Речь идет о моральной ответственности (наряду с политико-правовой) субъектов власти (лиц, групп, кланов, структур), и тогда метафора “власть над…” дополняется метафорой “власть для…”, означающей, что власть функциональна, служит не себе, не является самодостаточной силой, “властью для себя”, а предназначена для чего-то, служит чему-то. В одном случае, когда власть рассматривается как господство, она чуть ли не фатально обременена насилием и пороками и становится отвратительной “как руки брадобрея” (О. Мандельштам), она либо притягивает к себе людей с порочными наклонностями, либо прививает подобные предпочтения (приходится согласиться с тем, что развращающий потенциал власти, видимо, даже сильнее, чем аналогичный потенциал богатства, и на память приходит известный афоризм лорда Эктона: “власть развращает, абсолютная власть развращает абсолютно”).
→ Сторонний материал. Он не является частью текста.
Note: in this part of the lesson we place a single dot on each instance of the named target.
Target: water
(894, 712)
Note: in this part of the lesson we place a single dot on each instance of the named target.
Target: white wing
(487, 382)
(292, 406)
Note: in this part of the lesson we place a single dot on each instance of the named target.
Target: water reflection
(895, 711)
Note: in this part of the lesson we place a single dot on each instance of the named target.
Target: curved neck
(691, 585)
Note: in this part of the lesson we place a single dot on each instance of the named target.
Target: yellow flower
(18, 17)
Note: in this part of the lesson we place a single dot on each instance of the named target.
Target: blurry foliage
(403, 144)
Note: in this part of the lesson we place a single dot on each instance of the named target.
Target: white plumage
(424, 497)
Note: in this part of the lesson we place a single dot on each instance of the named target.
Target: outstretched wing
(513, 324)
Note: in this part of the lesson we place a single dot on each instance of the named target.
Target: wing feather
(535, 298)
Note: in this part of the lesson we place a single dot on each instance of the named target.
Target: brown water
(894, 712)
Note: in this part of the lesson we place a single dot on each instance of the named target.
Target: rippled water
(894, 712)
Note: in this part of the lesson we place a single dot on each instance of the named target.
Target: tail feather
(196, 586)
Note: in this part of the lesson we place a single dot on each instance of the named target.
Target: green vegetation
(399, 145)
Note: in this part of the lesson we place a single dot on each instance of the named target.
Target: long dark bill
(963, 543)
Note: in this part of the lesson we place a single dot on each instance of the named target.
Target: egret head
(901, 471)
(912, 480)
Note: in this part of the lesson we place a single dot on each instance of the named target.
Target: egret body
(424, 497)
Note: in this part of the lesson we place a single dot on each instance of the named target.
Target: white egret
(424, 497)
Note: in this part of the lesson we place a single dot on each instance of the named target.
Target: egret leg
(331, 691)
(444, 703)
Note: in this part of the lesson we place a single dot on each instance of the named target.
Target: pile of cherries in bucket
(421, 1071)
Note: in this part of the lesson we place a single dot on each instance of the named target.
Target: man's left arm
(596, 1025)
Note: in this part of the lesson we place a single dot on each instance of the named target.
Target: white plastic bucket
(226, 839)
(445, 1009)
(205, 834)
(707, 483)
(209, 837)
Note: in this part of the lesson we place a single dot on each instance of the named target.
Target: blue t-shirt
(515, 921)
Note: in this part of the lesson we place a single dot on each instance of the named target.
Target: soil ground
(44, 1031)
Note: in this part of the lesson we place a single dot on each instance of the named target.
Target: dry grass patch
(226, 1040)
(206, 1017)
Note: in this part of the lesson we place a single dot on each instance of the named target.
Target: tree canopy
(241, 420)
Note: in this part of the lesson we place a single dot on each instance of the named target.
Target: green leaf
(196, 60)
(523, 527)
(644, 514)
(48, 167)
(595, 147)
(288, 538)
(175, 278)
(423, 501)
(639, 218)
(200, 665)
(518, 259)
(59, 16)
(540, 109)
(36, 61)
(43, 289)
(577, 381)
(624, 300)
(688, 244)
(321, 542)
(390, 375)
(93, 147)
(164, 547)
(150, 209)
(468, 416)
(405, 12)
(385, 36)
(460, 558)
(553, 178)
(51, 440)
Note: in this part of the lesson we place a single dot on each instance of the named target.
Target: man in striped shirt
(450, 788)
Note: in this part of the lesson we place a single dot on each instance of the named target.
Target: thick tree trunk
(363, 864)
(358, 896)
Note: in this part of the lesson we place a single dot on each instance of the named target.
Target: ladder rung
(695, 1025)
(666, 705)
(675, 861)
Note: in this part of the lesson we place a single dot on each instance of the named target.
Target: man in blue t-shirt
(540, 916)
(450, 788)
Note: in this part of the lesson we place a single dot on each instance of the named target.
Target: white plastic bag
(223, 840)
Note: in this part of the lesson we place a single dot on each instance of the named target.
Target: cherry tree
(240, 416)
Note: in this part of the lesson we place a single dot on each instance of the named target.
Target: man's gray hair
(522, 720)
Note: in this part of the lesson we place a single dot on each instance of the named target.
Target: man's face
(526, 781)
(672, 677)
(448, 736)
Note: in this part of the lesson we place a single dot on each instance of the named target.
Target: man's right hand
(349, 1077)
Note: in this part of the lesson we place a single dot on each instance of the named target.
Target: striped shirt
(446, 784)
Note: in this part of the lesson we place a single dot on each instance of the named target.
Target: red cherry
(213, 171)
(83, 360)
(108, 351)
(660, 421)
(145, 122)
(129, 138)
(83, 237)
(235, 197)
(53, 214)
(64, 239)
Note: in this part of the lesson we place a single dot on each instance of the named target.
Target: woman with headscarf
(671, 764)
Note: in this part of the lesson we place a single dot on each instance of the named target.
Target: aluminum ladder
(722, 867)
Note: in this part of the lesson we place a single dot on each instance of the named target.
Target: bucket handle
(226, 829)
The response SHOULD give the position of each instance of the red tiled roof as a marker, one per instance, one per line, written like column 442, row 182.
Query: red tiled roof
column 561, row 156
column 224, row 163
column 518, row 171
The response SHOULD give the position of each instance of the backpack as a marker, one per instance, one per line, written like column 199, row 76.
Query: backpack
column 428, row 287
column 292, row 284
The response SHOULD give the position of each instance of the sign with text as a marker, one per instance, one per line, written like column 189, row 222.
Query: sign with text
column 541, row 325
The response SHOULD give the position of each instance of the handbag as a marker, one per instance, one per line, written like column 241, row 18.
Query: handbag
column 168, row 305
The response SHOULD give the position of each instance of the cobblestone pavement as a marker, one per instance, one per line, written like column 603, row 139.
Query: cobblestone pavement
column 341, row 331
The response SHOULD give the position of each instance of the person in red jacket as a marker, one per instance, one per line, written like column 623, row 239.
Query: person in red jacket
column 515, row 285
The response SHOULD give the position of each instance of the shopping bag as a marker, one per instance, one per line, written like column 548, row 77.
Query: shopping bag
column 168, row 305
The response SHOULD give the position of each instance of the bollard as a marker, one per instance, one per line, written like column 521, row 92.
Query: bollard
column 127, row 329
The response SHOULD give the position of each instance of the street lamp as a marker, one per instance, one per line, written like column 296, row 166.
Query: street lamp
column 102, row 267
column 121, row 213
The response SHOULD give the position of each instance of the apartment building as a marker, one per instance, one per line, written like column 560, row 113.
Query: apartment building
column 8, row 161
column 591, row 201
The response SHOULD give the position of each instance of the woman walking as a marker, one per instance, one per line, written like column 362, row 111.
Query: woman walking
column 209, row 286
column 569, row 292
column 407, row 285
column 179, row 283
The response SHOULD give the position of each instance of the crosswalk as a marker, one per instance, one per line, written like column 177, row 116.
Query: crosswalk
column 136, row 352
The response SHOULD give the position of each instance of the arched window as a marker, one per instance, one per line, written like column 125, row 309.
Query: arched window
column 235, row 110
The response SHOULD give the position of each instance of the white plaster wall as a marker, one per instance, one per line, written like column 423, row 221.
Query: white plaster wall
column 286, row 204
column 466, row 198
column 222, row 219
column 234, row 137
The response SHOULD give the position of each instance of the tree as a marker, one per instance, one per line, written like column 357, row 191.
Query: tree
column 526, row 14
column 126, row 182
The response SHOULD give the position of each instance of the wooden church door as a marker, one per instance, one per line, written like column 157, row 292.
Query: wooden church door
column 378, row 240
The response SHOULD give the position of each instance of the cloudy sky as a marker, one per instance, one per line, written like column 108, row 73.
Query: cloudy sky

И тогда для политической этики не остается даже крохотного пространства. В другом случае – публичная жизнь человечества, социальных классов и групп, сфера социального управления, целесообразной организации отношений в большом и малом социуме (что не исключает маскировки совершенно иных целей) – власть отнюдь не кажется и не является исчерпанной лишь отношениями господства и подчинения (а государство как социальный институт не может быть вульгарно проинтерпретировано как “аппарат насилия”). Возможен промежуточный или компромиссный вариант публичных отношений власти и подвластных, когда при сохранении феномена принуждения “власти над…” налаживается обмен благами, и власть не только исполняет функцию поддержания элементарного порядка в обществе, но и в процессе обмена благами дает подвластным больше или столько же, сколько забирает у них. Это обеспечивает сравнительно долгую жизнь властного режима, что в ряде случаев наблюдалось как в древности, так и в наше время.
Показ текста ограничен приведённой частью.